If appearance is not a problem, you could tape the GLM-100 to the body of your guitar, about 1/2 inch from the low E string, and midway between the bridge and sound hole. This placement results in less noise (hiss) than placement on the music stand. Placement on the guitar also picks up less room acoustics and room noise.
So for best sound, use the CM-700. To save money, use the GLM-100. Try both placements and see what works better for you.
I am recording a vocal and acoustic guitar into a DAT recorder. Will I need two mics? Which mics sound best for this application?
Reply: Here are some recommendations:
Vocal: Crown CM-200A aiming up at your mouth about 2 inches away. Be sure to put the foam windscreen on the mic to reduce breath pops. If this sounds too bassy, roll off the excess bass with your mixer (if you're using one).
Acoustic guitar: See the figure below. Try a Crown CM-700 aiming down at the spot midway between the sound hole and the point where the fingerboard joins the guitar body. If the guitar sounds too bassy, set the bass-tilt switch on the CM-700 to reduce the bass.
Another option for the acoustic guitar is to use a good pickup, or use a Crown GLM-100 miniature omni mic taped near the sound hole. Turn down the excess bass with your mixer if you use this method.
I'm recording a singing guitarist into my computer. I have a CM-200A on the vocal and a CM-700 on the guitar. The singer's voice sounds okay when I monitor just the vocal mic, but it sounds filtered or phasey when I mix in the guitar mic. What's going on?
Reply: The guitar mic is picking up some vocal leakage with a short delay. This causes phase interference (comb filtering or flanging) when the vocal mic and guitar mic are mixed to the same channel.
To get the vocal track in phase with its leakage on the guitar track, I've found this helpful:
1. Mix the two tracks at equal vocal levels (that is turn up the guitar track until the vocal leakage is as loud as the vocal track).

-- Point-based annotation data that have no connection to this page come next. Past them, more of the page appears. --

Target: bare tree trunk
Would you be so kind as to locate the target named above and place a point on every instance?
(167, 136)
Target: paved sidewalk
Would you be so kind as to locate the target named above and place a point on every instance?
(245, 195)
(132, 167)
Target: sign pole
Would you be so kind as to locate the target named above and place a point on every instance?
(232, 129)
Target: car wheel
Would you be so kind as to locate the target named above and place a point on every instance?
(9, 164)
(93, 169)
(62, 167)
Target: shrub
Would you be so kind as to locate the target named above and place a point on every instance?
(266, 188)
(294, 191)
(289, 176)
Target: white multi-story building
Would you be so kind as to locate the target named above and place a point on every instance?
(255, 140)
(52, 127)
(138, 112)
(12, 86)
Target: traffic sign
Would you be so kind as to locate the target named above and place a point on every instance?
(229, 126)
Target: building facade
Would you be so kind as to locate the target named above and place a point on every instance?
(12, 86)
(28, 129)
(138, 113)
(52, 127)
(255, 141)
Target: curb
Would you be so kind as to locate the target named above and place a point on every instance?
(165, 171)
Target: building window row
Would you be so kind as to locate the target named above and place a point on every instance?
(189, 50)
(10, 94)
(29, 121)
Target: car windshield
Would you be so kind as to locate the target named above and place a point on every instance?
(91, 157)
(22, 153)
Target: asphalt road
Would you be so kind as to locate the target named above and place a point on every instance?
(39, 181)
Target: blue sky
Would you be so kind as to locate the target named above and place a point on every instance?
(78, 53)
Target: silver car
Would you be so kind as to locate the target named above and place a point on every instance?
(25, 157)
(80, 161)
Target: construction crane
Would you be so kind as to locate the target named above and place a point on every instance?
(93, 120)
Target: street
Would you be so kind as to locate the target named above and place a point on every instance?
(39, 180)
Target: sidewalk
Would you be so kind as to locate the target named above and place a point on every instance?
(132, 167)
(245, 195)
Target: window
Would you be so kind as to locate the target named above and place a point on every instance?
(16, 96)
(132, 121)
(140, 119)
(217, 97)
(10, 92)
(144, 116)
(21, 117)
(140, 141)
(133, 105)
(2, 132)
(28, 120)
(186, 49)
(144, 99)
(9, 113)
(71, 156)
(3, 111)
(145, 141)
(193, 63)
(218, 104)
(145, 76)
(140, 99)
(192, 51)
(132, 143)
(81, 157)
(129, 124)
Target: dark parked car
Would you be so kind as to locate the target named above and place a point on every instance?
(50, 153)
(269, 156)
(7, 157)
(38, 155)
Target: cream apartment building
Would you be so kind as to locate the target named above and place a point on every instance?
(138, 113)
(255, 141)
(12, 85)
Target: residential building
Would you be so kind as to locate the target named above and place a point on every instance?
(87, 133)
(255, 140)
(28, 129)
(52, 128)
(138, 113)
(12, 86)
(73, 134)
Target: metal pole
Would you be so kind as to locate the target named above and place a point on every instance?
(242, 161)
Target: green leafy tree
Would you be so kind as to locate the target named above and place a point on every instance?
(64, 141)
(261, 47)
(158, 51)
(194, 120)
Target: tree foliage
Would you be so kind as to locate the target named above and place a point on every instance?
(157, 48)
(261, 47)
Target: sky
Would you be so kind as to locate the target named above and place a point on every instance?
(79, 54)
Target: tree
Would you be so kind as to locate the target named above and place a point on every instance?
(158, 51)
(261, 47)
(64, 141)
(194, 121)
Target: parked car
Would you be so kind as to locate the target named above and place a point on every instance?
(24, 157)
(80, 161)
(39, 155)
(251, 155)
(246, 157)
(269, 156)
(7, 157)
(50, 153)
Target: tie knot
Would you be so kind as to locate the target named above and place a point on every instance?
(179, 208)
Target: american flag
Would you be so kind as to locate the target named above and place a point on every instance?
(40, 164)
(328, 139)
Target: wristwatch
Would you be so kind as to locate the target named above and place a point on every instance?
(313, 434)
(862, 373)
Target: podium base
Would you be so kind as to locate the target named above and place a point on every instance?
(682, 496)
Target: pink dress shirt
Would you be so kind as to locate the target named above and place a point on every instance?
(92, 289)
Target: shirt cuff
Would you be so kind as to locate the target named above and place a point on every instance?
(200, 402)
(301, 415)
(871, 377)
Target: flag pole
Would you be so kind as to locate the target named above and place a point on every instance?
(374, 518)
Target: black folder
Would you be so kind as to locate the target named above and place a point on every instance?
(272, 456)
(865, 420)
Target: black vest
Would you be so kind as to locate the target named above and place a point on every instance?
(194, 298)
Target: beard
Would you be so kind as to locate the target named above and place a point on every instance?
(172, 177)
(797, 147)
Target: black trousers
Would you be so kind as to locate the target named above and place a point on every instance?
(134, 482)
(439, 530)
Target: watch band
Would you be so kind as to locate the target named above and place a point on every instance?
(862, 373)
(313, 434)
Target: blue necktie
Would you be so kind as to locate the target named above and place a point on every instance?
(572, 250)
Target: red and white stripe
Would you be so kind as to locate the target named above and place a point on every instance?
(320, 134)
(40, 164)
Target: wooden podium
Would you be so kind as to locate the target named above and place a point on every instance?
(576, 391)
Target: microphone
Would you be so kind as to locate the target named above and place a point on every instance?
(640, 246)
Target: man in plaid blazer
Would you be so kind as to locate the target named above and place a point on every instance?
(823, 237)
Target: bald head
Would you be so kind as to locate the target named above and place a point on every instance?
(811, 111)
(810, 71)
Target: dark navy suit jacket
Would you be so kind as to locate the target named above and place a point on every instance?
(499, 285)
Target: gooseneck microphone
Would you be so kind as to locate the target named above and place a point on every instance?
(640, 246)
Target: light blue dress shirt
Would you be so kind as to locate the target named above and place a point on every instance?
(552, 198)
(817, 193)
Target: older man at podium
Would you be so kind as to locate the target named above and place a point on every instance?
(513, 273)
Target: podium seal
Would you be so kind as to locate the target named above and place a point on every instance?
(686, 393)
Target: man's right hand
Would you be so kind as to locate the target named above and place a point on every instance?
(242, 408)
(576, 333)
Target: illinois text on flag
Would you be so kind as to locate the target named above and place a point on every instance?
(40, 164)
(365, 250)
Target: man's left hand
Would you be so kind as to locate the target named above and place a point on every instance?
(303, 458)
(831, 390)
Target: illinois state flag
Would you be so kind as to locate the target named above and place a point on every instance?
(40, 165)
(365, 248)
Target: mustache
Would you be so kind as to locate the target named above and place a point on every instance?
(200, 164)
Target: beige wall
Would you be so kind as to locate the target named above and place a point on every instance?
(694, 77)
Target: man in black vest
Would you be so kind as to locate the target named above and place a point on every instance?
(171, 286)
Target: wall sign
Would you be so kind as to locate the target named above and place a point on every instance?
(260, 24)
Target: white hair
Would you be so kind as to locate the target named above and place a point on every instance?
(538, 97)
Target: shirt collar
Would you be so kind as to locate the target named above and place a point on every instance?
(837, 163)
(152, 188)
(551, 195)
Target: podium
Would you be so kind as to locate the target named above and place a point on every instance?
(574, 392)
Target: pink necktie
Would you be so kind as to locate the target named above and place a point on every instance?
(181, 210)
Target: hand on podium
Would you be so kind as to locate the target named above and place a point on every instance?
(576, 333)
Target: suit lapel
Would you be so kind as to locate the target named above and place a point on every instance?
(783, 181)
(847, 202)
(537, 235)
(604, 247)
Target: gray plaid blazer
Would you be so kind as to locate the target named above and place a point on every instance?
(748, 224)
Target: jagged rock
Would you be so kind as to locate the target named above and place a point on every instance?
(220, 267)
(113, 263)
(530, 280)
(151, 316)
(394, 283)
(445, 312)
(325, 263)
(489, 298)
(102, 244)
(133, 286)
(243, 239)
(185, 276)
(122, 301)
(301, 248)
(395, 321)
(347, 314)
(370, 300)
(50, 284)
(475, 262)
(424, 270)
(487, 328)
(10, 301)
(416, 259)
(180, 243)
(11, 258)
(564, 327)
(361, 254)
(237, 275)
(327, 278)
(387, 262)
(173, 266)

2. Reverse the polarity of the vocal track.
3. Nudge-delay the vocal track (slide it to the right) by less than a millisecond at a time until the vocal cancels out as much as possible. A 1 millisecond delay is typical.
4. Put the vocal track back in normal polarity. Set the guitar-track fader for a good mix. You should hear the vocal/guitar mix without much phase interference.
Other ways to reduce phase interference are:
*Record the guitar first, then overdub the vocal if the performer is comfortable doing that.
*Use just one mic about 1 foot away. Raise and lower the mic until you monitor a good balance between voice and guitar. If the guitar is very quiet, the mic might end up near the bottom edge of the guitar, aiming at the singer.